El maestro respondía entonces, trajeado en su guayabera: “Disfruto enormemente la reacción de un niño ante mi obra (...) Cuando veo su reacción de felicidad vuelvo a creer con optimismo que en el futuro la sociedad toda pueda gozar de esa misma libertad espiritual”, una frase venida del lugar que está en ninguna parte, que separa París del Orinoco, que deja la patria como un sonido al golpe del viento.
El país, siempre niño —al que se le endilga la adultez como el futuro que está por llegar—, gozaba del atasco en las varillas que el viento atravesaba, más como tempestad que como brisa.
Pero el tiempo se detuvo y los regresos dejaron de ser definitivos. A pocas semanas de su muerte, ir tras su historia, la de Jesús Soto, implica, también, arrojar luz sobre ese país que se retrata al lado de sus obras, esas que además de ser el tiempo, lo habitan. Hoy cuando las hipotecas se hacen inaplazables, las hilachas de La esfera Caracas han dejado de moverse.
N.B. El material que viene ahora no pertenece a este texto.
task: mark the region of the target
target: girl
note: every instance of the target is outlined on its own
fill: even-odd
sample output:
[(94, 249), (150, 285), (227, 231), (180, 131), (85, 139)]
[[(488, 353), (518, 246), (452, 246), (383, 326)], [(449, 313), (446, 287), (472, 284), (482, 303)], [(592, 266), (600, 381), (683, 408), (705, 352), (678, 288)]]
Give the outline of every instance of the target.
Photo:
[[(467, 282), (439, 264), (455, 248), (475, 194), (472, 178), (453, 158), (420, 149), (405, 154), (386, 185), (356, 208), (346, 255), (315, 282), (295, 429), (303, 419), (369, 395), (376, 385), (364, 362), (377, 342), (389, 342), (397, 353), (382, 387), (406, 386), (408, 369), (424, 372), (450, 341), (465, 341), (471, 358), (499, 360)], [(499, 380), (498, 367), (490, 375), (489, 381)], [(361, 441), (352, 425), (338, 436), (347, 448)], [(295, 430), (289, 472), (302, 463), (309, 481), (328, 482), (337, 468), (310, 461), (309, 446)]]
Abandonada en el distribuidor Santa Cecilia, como una boca sin dientes en medio del tráfico automotor, sobrevive como un habitante que, en lugar del golpe de la brisa, recibe el silencio como una postergación.
Todo está allí, en ella: el país de los cines y los teatros en ruinas; aquel en el que el futuro era una pulsión nostálgica; el que —aunque se lo proponga— ya no puede mirarse a sí mismo. Ésa, la Venezuela en la que las varillas colgantes enmudecen, quizás —lo más probable, maestro— porque el viento ha dejado de soplar.